Wise ones declare that the abandonment of conditioning and the restraint of prana are of equal effect: hence, one should practice them simultaneously. Prana is restrained by the practice of pranayama and the Yoga asana, as taught by the guru, or by other means. When desires, aversions and cravings do not arise in the mind even though their objects are in view, then it is to be inferred that mental conditioning has weakened; thence wisdom arises, further weakening the conditioning. Then the mind ceases its spontaneous and aimless activity.

It is not possible to restrain and train the mind without proper methods. Knowledge of the self, company of holy beings, the abandonment of conditioning and the restraint of prana are the means to overcome the mind. Ignoring these and resorting to practices like Hatha Yoga, austerities, pilgrimages, rites and rituals in a blind and forceful way is an error. Self-knowledge alone bestows delight on you. A person of self-knowledge alone lives. Hence, gain self-knowledge.

Live here as a liberated sage. Such a being lives conjoined with inner harmony, without pride or vanity, without jealousy and with his senses fully under his control. Even when all the objects of the world are spread out before him, the liberated sage, who is free from cravings, is not tempted by them, but engages himself in mere natural actions. Whatever is inevitable, appropriate and creates peace, he does. His joy and delight he derives from within; thus he is freed from this world-display.

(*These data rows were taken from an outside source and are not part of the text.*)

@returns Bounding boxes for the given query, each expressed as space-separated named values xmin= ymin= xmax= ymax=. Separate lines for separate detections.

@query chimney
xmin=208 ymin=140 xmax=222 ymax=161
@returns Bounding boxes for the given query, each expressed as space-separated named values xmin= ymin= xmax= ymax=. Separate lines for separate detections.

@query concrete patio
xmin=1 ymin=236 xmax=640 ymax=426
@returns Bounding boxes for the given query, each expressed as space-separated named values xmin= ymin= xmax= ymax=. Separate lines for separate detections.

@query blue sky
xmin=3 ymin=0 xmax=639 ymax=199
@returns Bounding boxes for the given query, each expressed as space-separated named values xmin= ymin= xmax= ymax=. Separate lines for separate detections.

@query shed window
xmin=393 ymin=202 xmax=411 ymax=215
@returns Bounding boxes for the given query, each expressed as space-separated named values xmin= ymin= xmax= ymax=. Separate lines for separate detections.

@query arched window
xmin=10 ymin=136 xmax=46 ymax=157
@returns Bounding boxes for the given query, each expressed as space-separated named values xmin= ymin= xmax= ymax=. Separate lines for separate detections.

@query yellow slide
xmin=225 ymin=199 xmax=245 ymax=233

Prana is indistinguishably united with the mind. In fact, the consciousness which tends towards thinking, on account of the movement of Prana, is known as mind. Mind and movement of thought are inseparable; the cessation of one is the cessation of both. The wise ones declare that the mind is caused by the movement of prana; and hence, by the restraint of prana, the mind becomes quiescent. There are two ways by which this quiescence can be achieved. One is the way of Yoga, which involves restraint of the movement of thought, and the other is the way of knowledge, which involves the right knowledge of truth.

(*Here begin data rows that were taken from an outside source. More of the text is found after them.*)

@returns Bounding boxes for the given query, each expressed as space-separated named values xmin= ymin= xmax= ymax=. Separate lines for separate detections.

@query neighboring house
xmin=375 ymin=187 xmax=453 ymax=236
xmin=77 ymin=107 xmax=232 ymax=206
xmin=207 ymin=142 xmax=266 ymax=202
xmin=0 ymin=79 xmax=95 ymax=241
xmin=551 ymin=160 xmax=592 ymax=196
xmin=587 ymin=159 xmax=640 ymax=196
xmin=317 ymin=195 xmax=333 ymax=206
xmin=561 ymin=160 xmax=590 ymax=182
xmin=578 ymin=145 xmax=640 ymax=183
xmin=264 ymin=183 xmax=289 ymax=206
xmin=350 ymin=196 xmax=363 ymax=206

The movement of Prana is arrested at the moment when all hopes and desires come to an end in one's heart through the earnest practice of the precepts of the sacred texts and sages, by the cultivation of equanimity and by the practice of contemplation and meditation such that truth is known.

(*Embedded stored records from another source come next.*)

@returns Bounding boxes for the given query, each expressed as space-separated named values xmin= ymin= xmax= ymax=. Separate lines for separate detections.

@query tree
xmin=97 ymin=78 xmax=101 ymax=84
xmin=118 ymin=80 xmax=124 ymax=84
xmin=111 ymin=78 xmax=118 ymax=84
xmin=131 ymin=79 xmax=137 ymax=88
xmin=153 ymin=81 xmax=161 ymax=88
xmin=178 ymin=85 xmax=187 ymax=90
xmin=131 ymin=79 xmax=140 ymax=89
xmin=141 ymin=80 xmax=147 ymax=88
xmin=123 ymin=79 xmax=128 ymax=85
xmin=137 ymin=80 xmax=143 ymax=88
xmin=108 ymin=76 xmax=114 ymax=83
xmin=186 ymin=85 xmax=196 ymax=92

The movement of prana is also arrested by the effortless practice of breathing, without strain, in seclusion, or the repetition of the sacred Om with the experience of its meaning, and when consciousness reaches the state of deep sleep.

The practice of exhalation, when the prana roams in space without touching the limbs of the body, of inhalation, leading to a peaceful movement of prana, and of retention, bringing it to a standstill for a long time, all lead to the arrest of the flow of prana. Likewise the closure of the posterior nares by the tip of the tongue as prana moves towards the crown of the head, the practice of meditation where there is no movement of thought, the holding of consciousness steadily at a point twelve inches from the tip of the nose, the entering of prana into the forehead through the palate and upper aperture, the fixing of the prana at the eyebrow center, the sudden cessation of the movement of thought, or cessation of all mental conditioning through meditation on the space in the heart-center over a long period of time, all these lead the arrest of the flow of prana. Here, "heart" does not mean the organ in the chest, but consciousness which alone is the heart of all beings.

By any of these methods, propounded by various teachers, the movement of prana can be restrained. These Yoga methods bring about the desired results only if they are practiced without violence or force. When one is firmly established in such practices with simultaneous growth of equanimity, and when the mental conditioning comes under perfect restraint, there is fruition of the restraint of the movement of Prana.